How Do I Choose a Trustee?
One of the most important considerations when setting up a trust fund is deciding who will be your trustee. A trustee is a person or entity that is entrusted with managing the assets in the trust as well as following all instructions dictated by the trust maker.
When choosing a trustee, it is best to pick a person or company that has the following characteristics:
- Has familiarity with your finances as well as your beneficiaries
- Understands their fiduciary responsibility (i.e. financial management, taxes, investments)
- Has the time, experience, and willingness to properly oversee your trust, meet tax requirements, and make distributions as stipulated by the trust.

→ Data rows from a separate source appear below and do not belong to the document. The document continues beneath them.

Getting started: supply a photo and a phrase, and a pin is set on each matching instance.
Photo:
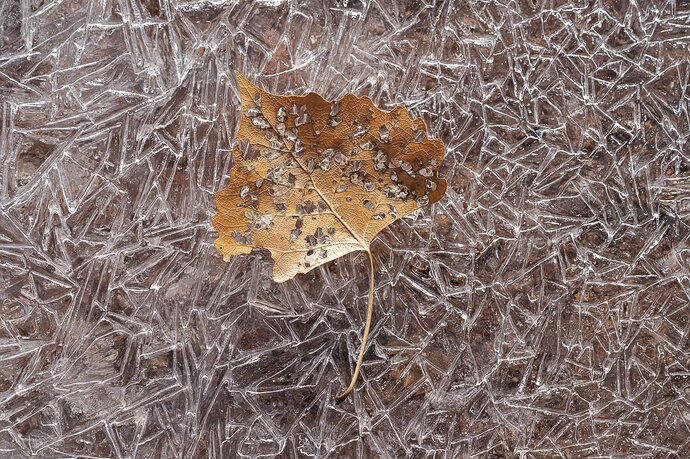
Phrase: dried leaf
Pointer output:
(316, 180)
(313, 180)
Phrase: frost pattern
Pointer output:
(540, 309)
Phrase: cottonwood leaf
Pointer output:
(316, 179)
(313, 180)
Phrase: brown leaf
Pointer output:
(315, 180)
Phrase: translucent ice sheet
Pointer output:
(540, 309)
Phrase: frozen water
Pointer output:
(541, 309)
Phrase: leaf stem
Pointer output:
(367, 326)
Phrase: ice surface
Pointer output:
(541, 309)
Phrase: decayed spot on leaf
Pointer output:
(313, 180)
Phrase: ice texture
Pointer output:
(541, 309)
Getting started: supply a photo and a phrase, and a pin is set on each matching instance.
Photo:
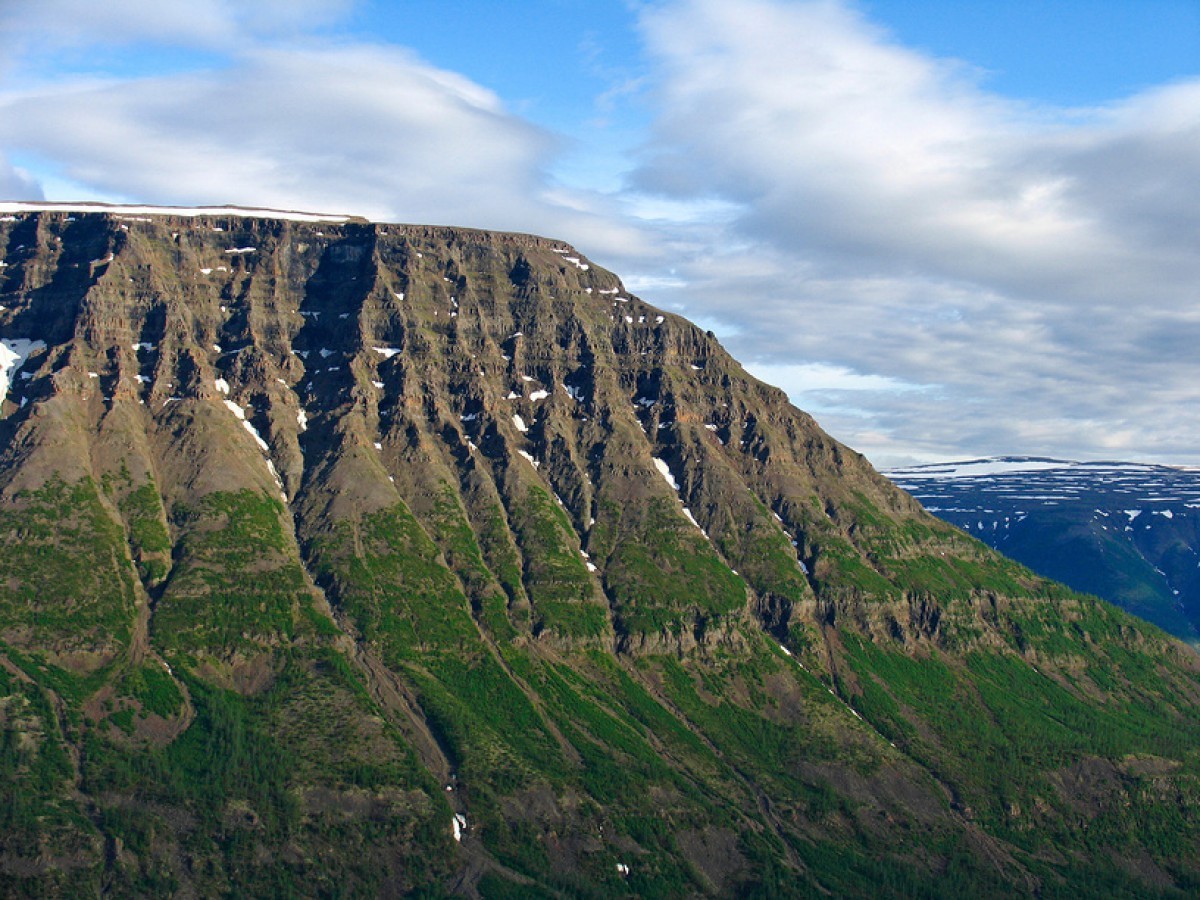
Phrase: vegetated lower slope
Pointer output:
(1126, 532)
(342, 558)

It can be tempting to have a family member or friend as a trustee, but there are potential drawbacks to doing so. To overcome the disadvantages of naming one person as a trustee, you can also designate a co-trustee to assist and/or take over should the original trustee is no longer available.
When dealing with major assets, many opt for a corporate trustee. One advantage of hiring a company to oversee your trust is they can do so for generations. In addition, you can be assured that they have the proper training and experience to manage your trust.

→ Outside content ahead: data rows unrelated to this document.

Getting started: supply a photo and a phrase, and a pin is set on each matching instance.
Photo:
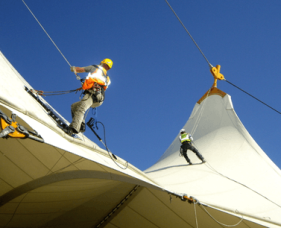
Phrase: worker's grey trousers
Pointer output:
(78, 109)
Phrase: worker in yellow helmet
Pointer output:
(186, 139)
(94, 88)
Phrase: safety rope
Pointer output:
(195, 201)
(46, 33)
(252, 96)
(112, 156)
(210, 65)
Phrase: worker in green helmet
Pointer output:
(94, 88)
(185, 139)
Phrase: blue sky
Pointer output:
(158, 74)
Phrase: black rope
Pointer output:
(253, 96)
(53, 93)
(113, 157)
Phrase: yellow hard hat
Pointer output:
(108, 62)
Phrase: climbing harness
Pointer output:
(10, 128)
(53, 93)
(91, 124)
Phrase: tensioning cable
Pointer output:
(253, 96)
(210, 65)
(78, 77)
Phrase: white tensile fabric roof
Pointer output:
(68, 182)
(238, 175)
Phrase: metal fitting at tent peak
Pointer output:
(215, 71)
(10, 128)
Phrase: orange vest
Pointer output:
(91, 79)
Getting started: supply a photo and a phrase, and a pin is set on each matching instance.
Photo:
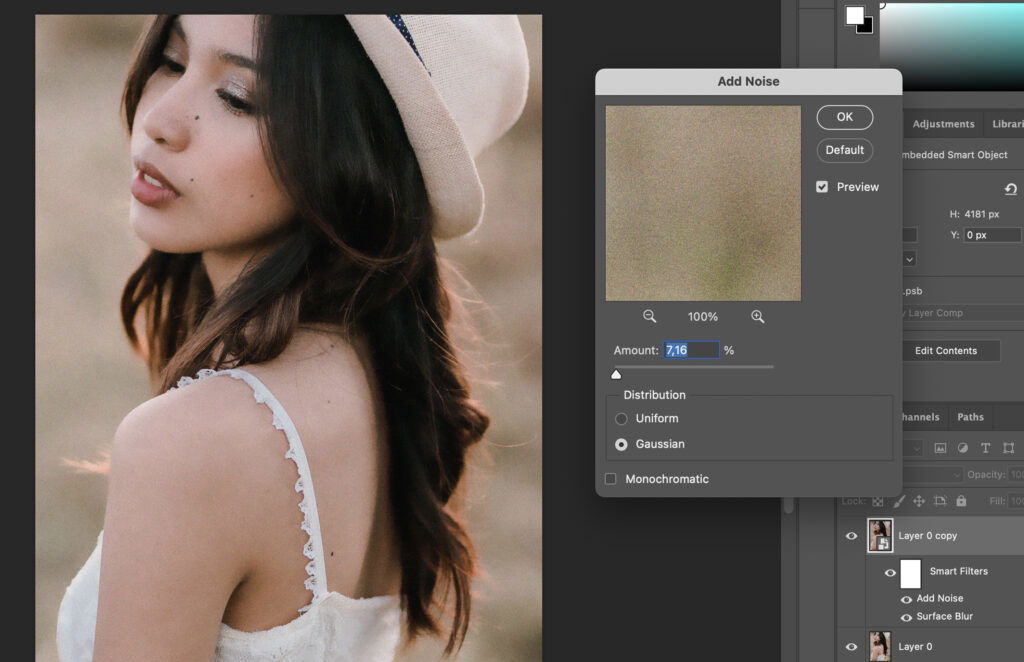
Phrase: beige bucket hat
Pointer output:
(460, 83)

A potential drawback of a corporate trustee is they may not have a relationship with the beneficiaries and may strictly enforce rules without empathy.
Setting Up a Trust
Setting up a trust can be an intricate process. In most cases, it is recommended that you work closely with your financial advisor as well as an estate-planning attorney before doing so. While the language in trust agreements themselves can be relatively complicated, the process of setting up a trust only takes two steps. Learn more below.
Creating the Trust Agreement
The trust agreement is created by the grantor with help from their attorney and financial advisor. The document identifies the trust maker, trustee, and beneficiaries. It also defines how the assets within a trust will be managed and distributed.

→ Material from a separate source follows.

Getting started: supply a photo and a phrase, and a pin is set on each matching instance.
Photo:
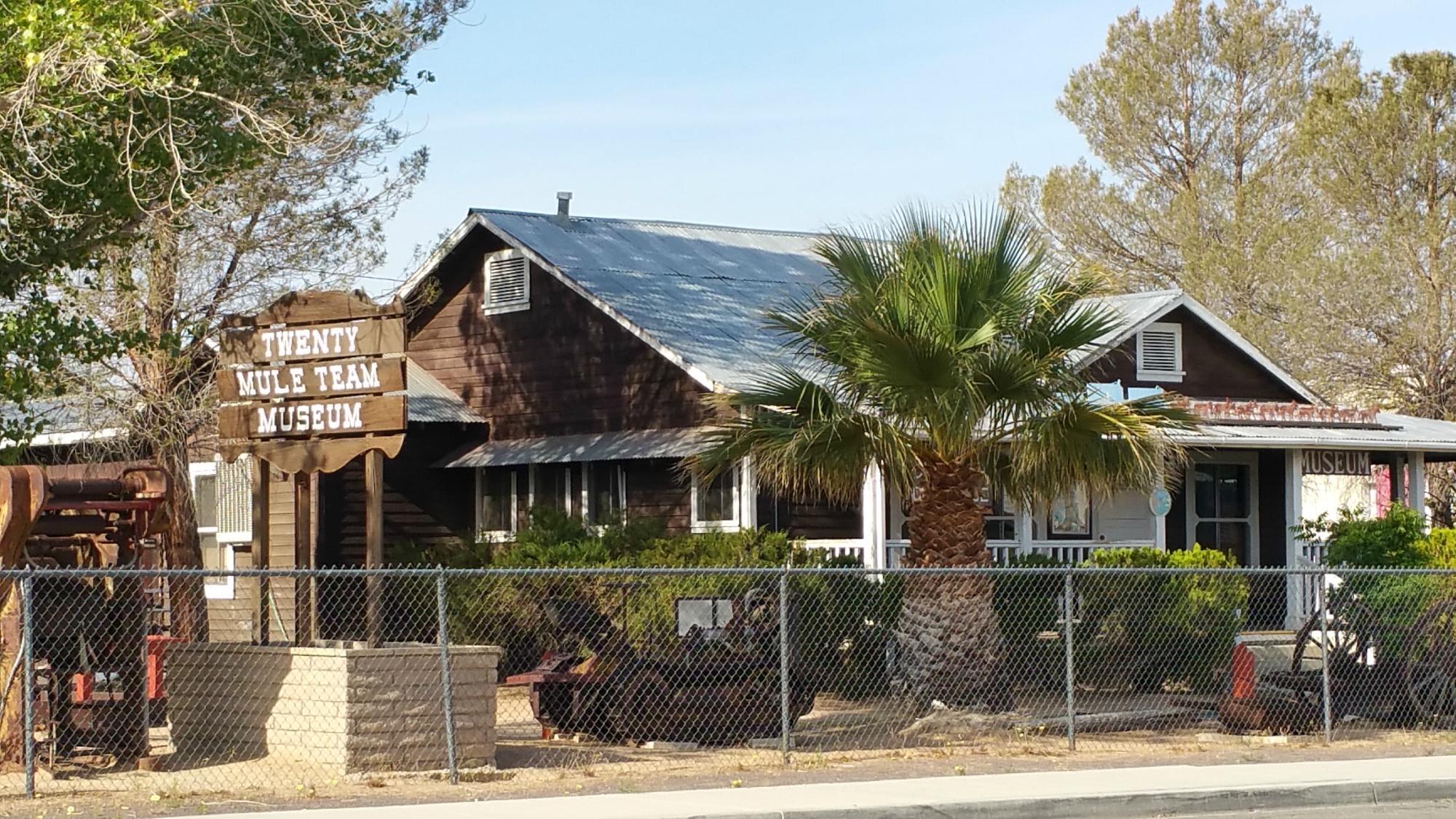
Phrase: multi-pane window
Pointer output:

As noted, a trust and a will serve different purposes. In some situations, you may only need a will. But if you decide to move forward with a revocable trust, you will also need a will. Discuss your financial situation with a proven attorney before making a choice.
Funding a Trust
The second and last step in the process is to fund your trust. This involves the trust maker transferring assets into the trust. A trust agreement does not mean anything until the grantor funds the account. Examples of assets that can be put into a trust include real estate, vehicles, stocks, bonds, other personal property, cash, etc.
Do I Need an Estate Planning Attorney to Set Up a Trust?
The law does not require you to hire an estate planning lawyer to help set up a trust. However, doing so by yourself can be confusing, time-consuming, and potentially detrimental to your finances (if done incorrectly).
Having a strong supporting cast like an estate-planning attorney and financial advisor can help to ensure that you are financially protected and your assets are distributed as you intend them to be. Trust attorneys can be helpful in many ways that include:
- Helping your family avoid probate and other financial penalties
- Lowering real estate taxes
- Drafting a trust agreement
- Understanding your state’s laws as well as other financial implications
- Being the trustee
- Having an impartial third party to help your trustee and beneficiaries
How Much Does it Cost to Set Up a Trust?
The exact cost of setting up a trust will depend on how complex the assets you place in your trust are. Your costs to hire a trust lawyer will depend on the type of trust, the stipulations you put in place, how much time it takes to create the agreement, and the value of assets you decide to place in the trust.
In general, an estate planning lawyer will charge anywhere from $2k - $7k upfront to set up a trust agreement. You may also be charged an hourly rate on top of an upfront fee depending on how much time your lawyer spends on your case. In most cases, the trust is part of your overall estate plan, so the costs could potentially be much higher.